Then Democratic presidential candidate Barack Obama in Berlin on July 24: "America doesn't like being unpopular, but we will accept it if necessary. Still, we much prefer being liked."
SPIEGEL: Mr. Talbott, Barack Obama will be confronted with a world beset by problems when he takes office on Jan. 20. Which priorities should be at the top of his agenda?
SPIEGEL: Does a more urgent problem exist in these times than protecting prosperity and social security?
Talbott: This is a deep crisis and if it is not solved, globalization will turn sour on us all. But there are some other urgent issues that cannot be put on the back burner: climate change, the danger of nuclear proliferation, world poverty, global health protection and the prevention of international pandemics. These issues should not be de-prioritized because of the financial crisis.
SPIEGEL: And are you confident that Obama won't lose his way in the thicket of wars and crises -- including Russia, Pakistan, Afghanistan, Iran, Iraq, India, Georgia and Israel?
Talbott: I think Obama gets this big time. There are strong indications that he has an acute understanding of these problems. Just think of his remarkable election night speech at Grant Park in Chicago. He basically said, "We have some tough problems, do not expect them to be handled quickly, not in a year and maybe not in four years." He summed it up in three phrases: two wars, a planet in peril and an international financial crisis. I checked with people familiar with the way his mind works, and the order in which he put those was no accident.
SPIEGEL: How will Obama manage to take the country on an international journey that entails sacrifices for the American population? Effective climate protection, after all, requires smaller cars and less energy use.
Talbott: Obama is pretty good at reconciling the reconcilable.
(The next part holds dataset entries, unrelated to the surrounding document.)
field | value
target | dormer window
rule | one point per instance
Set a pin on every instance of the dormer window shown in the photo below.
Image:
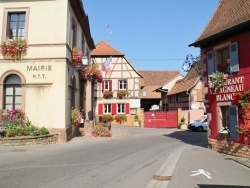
(223, 58)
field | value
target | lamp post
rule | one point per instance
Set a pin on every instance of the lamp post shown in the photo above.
(190, 60)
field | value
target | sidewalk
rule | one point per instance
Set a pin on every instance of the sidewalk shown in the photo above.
(118, 132)
(200, 167)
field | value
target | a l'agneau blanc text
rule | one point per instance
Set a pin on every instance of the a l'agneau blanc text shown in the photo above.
(39, 70)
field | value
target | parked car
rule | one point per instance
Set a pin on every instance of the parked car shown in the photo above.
(199, 124)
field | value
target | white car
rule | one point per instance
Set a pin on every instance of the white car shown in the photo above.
(198, 125)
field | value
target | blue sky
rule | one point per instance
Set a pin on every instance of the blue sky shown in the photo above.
(153, 35)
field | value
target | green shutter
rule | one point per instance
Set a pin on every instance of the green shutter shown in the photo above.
(233, 122)
(234, 61)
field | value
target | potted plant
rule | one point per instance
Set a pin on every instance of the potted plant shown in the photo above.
(14, 49)
(121, 118)
(107, 94)
(137, 122)
(76, 56)
(217, 80)
(76, 116)
(92, 73)
(122, 93)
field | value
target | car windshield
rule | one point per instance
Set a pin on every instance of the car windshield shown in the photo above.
(200, 119)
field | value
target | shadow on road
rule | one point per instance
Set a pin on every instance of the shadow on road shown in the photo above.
(220, 186)
(193, 138)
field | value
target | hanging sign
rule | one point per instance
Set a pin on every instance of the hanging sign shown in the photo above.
(226, 92)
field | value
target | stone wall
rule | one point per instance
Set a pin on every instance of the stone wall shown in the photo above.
(228, 146)
(29, 140)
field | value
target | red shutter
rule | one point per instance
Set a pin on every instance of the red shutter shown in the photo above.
(110, 85)
(127, 108)
(100, 108)
(113, 108)
(102, 85)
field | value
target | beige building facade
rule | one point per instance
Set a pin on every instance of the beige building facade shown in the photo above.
(44, 84)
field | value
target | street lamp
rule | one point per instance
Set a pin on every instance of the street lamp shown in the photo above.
(190, 60)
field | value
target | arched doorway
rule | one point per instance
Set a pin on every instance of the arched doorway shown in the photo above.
(12, 92)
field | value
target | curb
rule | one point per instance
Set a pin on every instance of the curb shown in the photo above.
(164, 174)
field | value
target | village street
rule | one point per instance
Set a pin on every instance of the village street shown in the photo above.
(129, 161)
That does not mean that he can reconcile the irreconcilable, but he always finds ways to lower tensions and diminish polarization.
SPIEGEL: When it comes to culture, doesn't America -- with its large domestic market and fixation on itself -- seem like one of the least globalized countries in the Western world?
Talbott: There is no question that the population of the United States takes its sovereignty very seriously. We don't have a tradition of transnationalism like you do in Europe. I know many people on your continent who identify as European just as easily as they identify as being German, British or French. But this European culture is only 60 years old.
SPIEGEL: Will Obama attempt to shift from an American identity to a global one?
Talbott: He has already begun to do so. In his speech in Berlin's Tiergarten, he called himself a citizen of the world. This was sentiment for which Socrates was put to death. In the United States, nobody gets put to death for saying that, but as a self-characterization, it certainly has a radioactive touch.
SPIEGEL: He is not the first American to describe himself as citizen of the world.
Talbott: John F. Kennedy did it, and so did Ronald Reagan, but they both waited until they got to the White House. I think it is further evidence that Obama was out in front when he said the United States needs to think of itself as a communal citizen of the world. He will not, however, come at everyone with the grim message that we all have to change our way of life, that we need to take the metro, for instance, or buy small cars.
SPIEGEL: Because the average American can only handle positive messages?
Talbott: You can make fun of us all you want. But our people are right to ask: What are the benefits for us and for our country?
SPIEGEL: And what is the answer?
Talbott: America will get stronger if it both invents and makes use of innovative technology. America does not simply want to be green. America wants to make money off being green. It wants being green to reduce our dependency on Arab oil and to strengthen national security. Unlike the view of the Bush administration, in Obama's understanding there is no tension between energy, economic and environmental policy.
SPIEGEL: Won't the focus on global governance that you recommend for the US be undercut by the constant cost-benefit calculations of domestic policy?
Talbott: For a President Obama, a lot depends on combining domestic and foreign policies. An active climate policy would promote and renew America's leadership role, and the respect we would gain globally would reflect positively on us. America doesn't like being unpopular, but we will accept that if necessary. Still, we much prefer being liked.